Issue
DKP uses ClusterAPI architecture, which uses a kubernetes cluster to manage a kubernetes cluster. This could present resource utilization issues on the machine where the management cluster is being hosted. Especially for cases where the management cluster is provisioning large number of nodes for the workload cluster.
Cause
When the management cluster provisions a workload cluster, it spins up a pod, per node that is being provisioned, which executes the Ansible playbook. This might cause the host to reach the memory allocation limit, and might cause some pods to be terminated.
Solution / Workaround
Our Engineering team is continually working on making the CAP* provisioners more efficient. Our suggested workaround at the moment is to leverage the Cluster API's capability of pivoting the management cluster and/or scaling the machine deployment.

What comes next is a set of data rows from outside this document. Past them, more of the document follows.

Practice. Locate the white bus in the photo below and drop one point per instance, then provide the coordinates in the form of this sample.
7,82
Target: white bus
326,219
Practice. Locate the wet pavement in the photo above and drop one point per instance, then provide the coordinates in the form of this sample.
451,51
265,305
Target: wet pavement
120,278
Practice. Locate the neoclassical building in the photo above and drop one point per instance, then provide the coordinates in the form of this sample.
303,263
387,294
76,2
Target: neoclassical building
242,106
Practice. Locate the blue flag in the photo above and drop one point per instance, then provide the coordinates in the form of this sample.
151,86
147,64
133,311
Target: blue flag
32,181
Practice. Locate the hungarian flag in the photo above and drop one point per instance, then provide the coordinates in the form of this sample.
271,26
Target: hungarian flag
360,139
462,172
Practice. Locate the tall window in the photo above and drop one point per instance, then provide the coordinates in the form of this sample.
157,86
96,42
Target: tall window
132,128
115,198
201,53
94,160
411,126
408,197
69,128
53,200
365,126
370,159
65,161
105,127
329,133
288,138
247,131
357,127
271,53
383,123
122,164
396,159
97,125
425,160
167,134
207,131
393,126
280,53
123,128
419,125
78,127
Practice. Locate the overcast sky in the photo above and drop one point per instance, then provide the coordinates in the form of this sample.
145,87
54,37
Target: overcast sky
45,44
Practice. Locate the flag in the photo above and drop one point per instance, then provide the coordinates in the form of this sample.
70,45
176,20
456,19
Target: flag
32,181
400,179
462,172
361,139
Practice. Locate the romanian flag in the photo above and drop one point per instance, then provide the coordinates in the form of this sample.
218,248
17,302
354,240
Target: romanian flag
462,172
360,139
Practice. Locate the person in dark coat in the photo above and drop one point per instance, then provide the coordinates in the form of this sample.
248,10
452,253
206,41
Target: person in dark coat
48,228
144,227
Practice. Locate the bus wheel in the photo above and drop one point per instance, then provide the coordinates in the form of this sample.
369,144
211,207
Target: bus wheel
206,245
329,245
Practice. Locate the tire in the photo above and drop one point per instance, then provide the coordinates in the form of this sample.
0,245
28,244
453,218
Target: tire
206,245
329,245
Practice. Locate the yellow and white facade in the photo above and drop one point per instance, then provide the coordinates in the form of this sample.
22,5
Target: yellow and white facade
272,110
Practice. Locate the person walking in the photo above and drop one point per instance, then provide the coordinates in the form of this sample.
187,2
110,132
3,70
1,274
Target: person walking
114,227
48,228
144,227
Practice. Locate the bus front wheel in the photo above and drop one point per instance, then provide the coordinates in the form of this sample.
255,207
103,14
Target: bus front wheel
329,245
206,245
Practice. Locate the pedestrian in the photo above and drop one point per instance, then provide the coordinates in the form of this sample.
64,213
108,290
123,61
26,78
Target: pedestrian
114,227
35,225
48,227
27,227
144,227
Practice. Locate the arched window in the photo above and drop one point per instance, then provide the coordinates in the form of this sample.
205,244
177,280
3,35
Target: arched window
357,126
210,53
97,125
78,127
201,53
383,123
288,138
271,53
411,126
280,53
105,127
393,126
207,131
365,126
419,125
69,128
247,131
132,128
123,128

With Cluster API's pivot capability, you are moving the management of the cluster lifecycle to the workload cluster. This can give you a variety of options in deploying a large number of nodes. Please check the suggested strategies below:
1. Create a small workload cluster, then make it self-managed. Once the cluster is self-managed, provision the additional large number of nodes that you require.
2. ClusterAPI also has a CRD object called machine from machinedeployment which can be scaled up or down. This can be used to create a small self managed cluster first, and scale the machinedeployment to the desired replicas.
With the 2 strategy mentioned, you are essentially putting the workload of provisioning to multiple nodes instead of just the single node when it is not pivoted.
Note: The information above is only a high level overview of the strategies and does not include the details for each provider. Please see the specifics of the provider being used when implementing the recommendation.